Scrivere come ha fatto Camilleri è stato possibile solo in una nazione assuefatta da secoli alla varietà di espressione: una nazione comunicativamente tollerante, abituata a vivere magari con acceso campanilismo le differenze, ma a non farle mai diventare motivo di incomprensione, di incomunicabilità, caratteri estranei alla prosa dell’autore di Porto Empedocle, che, se di qualcosa potrebbe essere accusata, è di parere e d’essere al contrario piaciona, nei confronti di chi le si accosta, di volerlo blandire e sedurre, di provare a farlo suo, facendogli provare il brivido della complicità.


Ci si pensi. Francese, tedesco, inglese, spagnolo: nessuna delle grandi lingue europee avrebbe mai potuto partorire un fenomeno letterario, culturale, sociale come Andrea Camilleri né mai, c’è da scommettere, lo partorirà. Da secoli, le letterature in quelle lingue si esprimono secondo canoni linguistici consolidati, non, come la letteratura italiana, per continui esperimenti, per approssimazioni, per prove.
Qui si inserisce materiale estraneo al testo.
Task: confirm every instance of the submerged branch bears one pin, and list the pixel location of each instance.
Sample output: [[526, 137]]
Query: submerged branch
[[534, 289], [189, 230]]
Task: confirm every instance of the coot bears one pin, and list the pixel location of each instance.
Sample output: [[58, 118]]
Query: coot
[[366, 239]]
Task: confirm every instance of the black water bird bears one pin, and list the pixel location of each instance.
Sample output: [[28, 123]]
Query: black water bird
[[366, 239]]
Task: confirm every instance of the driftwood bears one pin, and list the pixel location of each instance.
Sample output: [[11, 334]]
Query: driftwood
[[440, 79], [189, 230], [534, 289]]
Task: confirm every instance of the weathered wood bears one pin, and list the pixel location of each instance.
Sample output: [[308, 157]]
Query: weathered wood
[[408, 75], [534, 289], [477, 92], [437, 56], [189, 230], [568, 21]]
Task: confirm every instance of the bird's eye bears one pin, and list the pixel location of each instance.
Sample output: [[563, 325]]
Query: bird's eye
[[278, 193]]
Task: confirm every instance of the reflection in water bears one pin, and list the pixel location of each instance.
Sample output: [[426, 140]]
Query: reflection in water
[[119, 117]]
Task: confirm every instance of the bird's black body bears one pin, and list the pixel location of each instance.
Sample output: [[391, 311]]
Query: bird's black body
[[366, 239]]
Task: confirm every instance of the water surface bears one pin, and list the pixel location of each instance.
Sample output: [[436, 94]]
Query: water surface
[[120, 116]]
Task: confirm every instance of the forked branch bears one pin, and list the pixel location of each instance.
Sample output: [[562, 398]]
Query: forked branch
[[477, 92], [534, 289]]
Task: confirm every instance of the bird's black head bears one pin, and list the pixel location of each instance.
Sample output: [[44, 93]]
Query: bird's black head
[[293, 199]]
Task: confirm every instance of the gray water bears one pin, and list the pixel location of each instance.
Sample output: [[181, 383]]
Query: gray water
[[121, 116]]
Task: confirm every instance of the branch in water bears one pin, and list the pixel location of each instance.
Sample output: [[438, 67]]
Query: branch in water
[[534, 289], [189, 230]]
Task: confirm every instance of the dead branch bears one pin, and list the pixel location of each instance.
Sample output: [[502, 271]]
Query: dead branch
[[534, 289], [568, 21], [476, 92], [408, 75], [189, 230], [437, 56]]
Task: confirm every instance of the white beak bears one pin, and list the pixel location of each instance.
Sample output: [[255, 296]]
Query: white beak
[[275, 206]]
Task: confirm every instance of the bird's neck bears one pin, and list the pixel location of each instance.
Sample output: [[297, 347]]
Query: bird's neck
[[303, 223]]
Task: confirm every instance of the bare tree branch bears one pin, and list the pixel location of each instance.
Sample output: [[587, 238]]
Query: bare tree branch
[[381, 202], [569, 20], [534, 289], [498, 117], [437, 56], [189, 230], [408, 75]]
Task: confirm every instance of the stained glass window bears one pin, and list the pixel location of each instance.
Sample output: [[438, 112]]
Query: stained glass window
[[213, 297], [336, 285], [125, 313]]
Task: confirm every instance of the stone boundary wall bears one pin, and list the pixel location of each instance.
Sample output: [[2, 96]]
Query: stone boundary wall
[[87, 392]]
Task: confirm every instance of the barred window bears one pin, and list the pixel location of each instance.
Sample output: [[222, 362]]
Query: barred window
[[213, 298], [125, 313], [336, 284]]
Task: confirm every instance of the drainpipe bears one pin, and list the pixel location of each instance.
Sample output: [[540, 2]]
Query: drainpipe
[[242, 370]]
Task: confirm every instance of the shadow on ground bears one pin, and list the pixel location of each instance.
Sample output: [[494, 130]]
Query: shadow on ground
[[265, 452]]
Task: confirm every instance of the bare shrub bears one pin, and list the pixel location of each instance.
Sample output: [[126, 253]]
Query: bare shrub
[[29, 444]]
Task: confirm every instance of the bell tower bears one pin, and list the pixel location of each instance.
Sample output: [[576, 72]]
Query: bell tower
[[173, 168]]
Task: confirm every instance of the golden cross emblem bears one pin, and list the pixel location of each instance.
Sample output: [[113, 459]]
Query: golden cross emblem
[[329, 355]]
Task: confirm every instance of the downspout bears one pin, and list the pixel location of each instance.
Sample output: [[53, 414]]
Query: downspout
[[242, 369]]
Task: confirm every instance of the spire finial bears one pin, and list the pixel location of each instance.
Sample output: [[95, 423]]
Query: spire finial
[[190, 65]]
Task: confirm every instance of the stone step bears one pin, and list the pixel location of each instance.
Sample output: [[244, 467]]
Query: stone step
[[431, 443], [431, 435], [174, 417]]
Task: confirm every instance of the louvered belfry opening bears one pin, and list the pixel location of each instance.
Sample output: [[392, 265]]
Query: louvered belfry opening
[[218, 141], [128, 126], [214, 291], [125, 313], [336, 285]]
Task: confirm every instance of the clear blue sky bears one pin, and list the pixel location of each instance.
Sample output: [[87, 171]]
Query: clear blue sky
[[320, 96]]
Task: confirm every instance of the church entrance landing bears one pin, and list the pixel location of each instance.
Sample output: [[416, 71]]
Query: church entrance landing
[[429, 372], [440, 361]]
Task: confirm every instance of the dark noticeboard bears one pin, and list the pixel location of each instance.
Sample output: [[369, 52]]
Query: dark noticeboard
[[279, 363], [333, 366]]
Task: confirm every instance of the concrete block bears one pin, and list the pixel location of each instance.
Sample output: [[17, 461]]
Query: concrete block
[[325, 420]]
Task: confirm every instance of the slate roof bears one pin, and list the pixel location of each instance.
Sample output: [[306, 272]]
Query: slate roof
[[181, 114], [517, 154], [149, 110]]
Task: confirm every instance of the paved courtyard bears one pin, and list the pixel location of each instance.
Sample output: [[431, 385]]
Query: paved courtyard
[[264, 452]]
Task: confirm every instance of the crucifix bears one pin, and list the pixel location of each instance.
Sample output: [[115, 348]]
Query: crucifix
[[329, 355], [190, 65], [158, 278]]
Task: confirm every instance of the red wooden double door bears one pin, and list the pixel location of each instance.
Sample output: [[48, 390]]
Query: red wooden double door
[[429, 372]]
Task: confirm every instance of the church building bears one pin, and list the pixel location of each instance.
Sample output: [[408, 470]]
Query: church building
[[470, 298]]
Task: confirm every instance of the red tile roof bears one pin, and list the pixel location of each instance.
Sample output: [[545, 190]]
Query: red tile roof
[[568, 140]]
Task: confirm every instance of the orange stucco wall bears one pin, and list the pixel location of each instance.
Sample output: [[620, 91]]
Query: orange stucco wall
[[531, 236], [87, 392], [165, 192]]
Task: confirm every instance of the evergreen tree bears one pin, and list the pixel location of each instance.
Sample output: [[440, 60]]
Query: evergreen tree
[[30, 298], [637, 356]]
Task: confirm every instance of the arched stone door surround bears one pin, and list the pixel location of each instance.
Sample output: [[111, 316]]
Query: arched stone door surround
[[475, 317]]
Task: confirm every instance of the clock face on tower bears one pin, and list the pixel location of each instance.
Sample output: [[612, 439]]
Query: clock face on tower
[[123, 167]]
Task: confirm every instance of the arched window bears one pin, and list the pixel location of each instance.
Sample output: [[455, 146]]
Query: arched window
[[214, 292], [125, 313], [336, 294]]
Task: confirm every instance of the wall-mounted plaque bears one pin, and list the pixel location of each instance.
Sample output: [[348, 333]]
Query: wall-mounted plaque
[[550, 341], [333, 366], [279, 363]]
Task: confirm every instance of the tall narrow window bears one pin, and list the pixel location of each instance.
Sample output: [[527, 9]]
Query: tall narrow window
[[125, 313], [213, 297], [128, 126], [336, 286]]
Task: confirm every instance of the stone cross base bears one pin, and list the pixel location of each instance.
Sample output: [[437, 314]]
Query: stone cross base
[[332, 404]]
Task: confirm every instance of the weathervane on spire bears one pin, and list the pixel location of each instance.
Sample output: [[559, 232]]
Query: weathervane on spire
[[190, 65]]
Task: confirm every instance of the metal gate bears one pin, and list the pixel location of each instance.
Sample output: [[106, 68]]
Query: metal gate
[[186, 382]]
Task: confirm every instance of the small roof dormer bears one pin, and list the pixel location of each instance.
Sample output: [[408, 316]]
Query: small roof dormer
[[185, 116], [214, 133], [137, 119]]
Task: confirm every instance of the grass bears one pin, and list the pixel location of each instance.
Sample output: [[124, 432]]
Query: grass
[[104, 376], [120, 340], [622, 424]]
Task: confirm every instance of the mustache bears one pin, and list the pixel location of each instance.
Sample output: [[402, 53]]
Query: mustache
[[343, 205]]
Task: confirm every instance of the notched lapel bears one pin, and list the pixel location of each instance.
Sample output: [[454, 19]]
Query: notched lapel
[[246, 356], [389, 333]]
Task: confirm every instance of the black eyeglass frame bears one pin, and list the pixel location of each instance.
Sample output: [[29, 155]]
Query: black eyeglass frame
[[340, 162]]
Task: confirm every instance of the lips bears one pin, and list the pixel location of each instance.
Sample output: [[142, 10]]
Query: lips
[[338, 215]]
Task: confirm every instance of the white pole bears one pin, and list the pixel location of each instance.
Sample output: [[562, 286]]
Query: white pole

Cominciò così Dante e da allora, tranne gli insipienti (qualcuno, anche la nazione italiana lo ha albergato e lo alberga), non ce n’è stato uno che non si sia chiesto “E adesso, come scrivo?”. O si dovranno ricordare i casi di Manzoni, di Verga, di Gadda, di Pasolini e dei tanti altri italiani che, davanti alla pagina bianca, prima ancora di chiedersi cosa scrivere, si sono dovuti o voluti interrogare sulla lingua nella quale farlo appunto diventare scrittura? L’avventura che ha raccontato la letteratura italiana è anzitutto quella delle sue tante espressioni, delle sue tante lingue. Ancora tre decenni fa, così Andrea Camilleri: un arcitaliano, appunto, anche per via della storia che, a scrivere in un italiano piano ciò che aveva da scrivere, le sue pagine non avrebbero avuto sugo (né forse c’era e c’è da dargli torto: in genere, i temi sono parsi pericolosamente prossimi a luoghi comuni).  


Sarà il tempo a incaricarsi di dare all’opera di Camilleri il suo vero valore: qui e oggi, dire qualcosa in proposito sarebbe segno di umana sciocchezza ancora più che di vanagloria critica. L’opera di Camilleri resta in ogni caso come testimonianza del modo con cui la varietà espressiva, un tratto di lunga durata, se non permanente della nazione italiana, si è manifestata oltre la modernità e la sua figura, quella di una nobile varietà di arcitaliano.